# Case Study: House Price Prediction
---
**Problem statement:**
Real Estate company RealEstateML would like to study the house prices in Brookside, VT.

RealEstateML provided the following datasets to your team:
- house price
- school district
- population
- crime data

**Deliverable:**
Can you build a Linear Regression model using Python to predict the housing prices in Brookside, VT?
*(discovery questions)*


# Data Dictionary

house price: `house price.csv`

| column | description |
| ----------- | ----------- |
| House id | house id after anonymization |
| House price (k) | House price in US dollars, measured by 1,000 |
| size | House size in square feet |
| number of bedrooms | Number of bedrooms in this house |
| school district | School district this house belongs to |
| zip code | The zip code of the house location |

school district: `school_district.csv`

| column | description |
| ----------- | ----------- |
| school district | school district id, matches school district in 'house price' |
| school rating | Rating from “Great!
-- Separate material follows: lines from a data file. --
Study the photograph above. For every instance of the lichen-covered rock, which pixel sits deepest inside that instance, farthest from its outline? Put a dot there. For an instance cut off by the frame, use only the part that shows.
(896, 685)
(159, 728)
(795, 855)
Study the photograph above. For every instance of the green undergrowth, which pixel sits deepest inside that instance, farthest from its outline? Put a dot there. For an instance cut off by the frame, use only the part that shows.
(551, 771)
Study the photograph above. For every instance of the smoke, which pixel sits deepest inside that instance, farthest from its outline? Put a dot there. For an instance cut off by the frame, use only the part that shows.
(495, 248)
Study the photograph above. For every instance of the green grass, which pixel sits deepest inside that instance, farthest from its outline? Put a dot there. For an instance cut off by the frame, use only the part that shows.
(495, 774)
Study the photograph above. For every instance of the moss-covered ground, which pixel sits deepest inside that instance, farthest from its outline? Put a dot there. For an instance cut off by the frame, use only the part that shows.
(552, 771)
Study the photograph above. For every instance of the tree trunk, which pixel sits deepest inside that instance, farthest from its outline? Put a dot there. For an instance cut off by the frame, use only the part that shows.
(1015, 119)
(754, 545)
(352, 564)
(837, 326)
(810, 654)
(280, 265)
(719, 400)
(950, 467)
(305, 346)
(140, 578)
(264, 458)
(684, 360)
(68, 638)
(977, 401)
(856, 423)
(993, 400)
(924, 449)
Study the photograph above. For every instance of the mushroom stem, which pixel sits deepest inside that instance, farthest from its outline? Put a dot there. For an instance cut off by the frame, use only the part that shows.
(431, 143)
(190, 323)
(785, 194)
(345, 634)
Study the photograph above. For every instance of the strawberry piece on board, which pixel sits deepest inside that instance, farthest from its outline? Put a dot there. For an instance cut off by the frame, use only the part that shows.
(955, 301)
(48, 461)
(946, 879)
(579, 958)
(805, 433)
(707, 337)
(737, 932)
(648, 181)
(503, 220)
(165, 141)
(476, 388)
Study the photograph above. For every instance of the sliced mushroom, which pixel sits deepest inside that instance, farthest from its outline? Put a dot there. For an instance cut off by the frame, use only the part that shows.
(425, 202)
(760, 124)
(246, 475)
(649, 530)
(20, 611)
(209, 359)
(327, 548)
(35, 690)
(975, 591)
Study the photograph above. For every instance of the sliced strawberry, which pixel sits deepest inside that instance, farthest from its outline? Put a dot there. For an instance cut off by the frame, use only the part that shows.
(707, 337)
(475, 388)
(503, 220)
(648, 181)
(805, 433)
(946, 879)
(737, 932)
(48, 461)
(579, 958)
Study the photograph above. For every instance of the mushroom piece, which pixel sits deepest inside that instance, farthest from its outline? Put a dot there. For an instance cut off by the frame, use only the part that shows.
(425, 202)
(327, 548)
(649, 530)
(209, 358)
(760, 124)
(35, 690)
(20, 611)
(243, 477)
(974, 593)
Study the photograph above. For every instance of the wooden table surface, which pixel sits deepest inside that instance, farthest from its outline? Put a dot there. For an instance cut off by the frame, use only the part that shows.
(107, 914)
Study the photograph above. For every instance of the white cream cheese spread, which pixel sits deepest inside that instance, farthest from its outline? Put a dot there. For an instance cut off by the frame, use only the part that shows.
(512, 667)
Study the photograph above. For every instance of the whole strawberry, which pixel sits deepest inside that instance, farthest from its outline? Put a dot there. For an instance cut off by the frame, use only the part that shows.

Schools”, higher score are better |

population: `population.csv`

| column | description |
| ----------- | ----------- |
| zip | zip code |
| Population(k) | population measured by 1000 |

crime data: `crime_data.csv`

| column | description |
| ----------- | ----------- |
| zip code | zip code |
| Safety Score (0-10) | higher score indicates less crime in the zip code |



# Load the data

In [None]:
# import the data (from CSV files on the web)
import pandas as pd

house_data = pd.read_csv(r'https://raw.githubusercontent.com/odonnell31/linear_regression_ML/main/house_price.csv',
                         dtype={'zip code': str})
school_data = pd.read_csv(r'https://raw.githubusercontent.com/odonnell31/linear_regression_ML/main/school_district.csv')
population_data = pd.read_csv(r'https://raw.githubusercontent.com/odonnell31/linear_regression_ML/main/population.csv',
                              dtype={'zip': str})
crime_data = pd.read_csv(r'https://raw.githubusercontent.com/odonnell31/linear_regression_ML/main/crime_data.csv',
                         dtype={'zip code': str})

In [None]:
# check the shape of each dataframe
for dataset in [('house_data', house_data),
                ('school_data', school_data),
                ('population_data', population_data),
                ('crime_data', crime_data)]:
  print(f"{dataset[0]}")
  print(f"shape: {dataset[1].shape}")
  print(f"columns: {dataset[1].columns}")
  print("-"*5)

# Email from RealEstateML:
Please consider the followings before you start your analysis:
- The main goal is to create a prediction model that can estimate a house's price based on the variables we have about that house.
- To clarify a few points in the data:
  - the zip code 16199 data was accidentally deleted in the population data. The population is 132K.
  - S1010 is a simple typo for S10110
  - the safety score over 10 is error data and can be replaced by the average
  - you can handle missing value as you see fit
  - please remove duplicate records


# Data Preprocessing *(important)*

## Incorrect values

In [None]:
# population_data: add zip code 16199 with population
population_data.loc[len(population_data.index)] = ['16199', 132]

In [None]:
# school_data: fix school district 'S1010'
school_data['school district'].replace('S1010', 'S10110', inplace=True)

In [None]:
# crime_data: set 'Safety Score (0-10)' > 10 to the mean value
mean_safety_score = crime_data['Safety Score (0-10)'].mean()
crime_data.loc[crime_data['Safety Score (0-10)'] > 10, 'Safety Score (0-10)'] = mean_safety_score

## How should we handle missing values?

In [None]:
# handle missing values
for ds in [('house_data', house_data),
           ('school_data', school_data),
           ('population_data', population_data),
           ('crime_data', crime_data)]:
  print(f"dropping {ds[1].shape[0] - ds[1].dropna().shape[0]} rows from {ds[0]} due to missing values")
  ds[1].dropna(inplace=True)

## How should we remove duplicate records?

In [None]:
# remove duplicate records
def remove_duplicates(df: pd.DataFrame,
                      df_name: str,
                      subset_columns: list) -> pd.DataFrame:

  num_duplicates = df.duplicated(subset=subset_columns).sum()
  print(f"dropping {num_duplicates} duplicate rows from {df_name}")
  df = df.drop_duplicates(subset=subset_columns)
  return df

In [None]:
house_data = remove_duplicates(df = house_data,
                               df_name = "house_data",
                               subset_columns = ['House id'])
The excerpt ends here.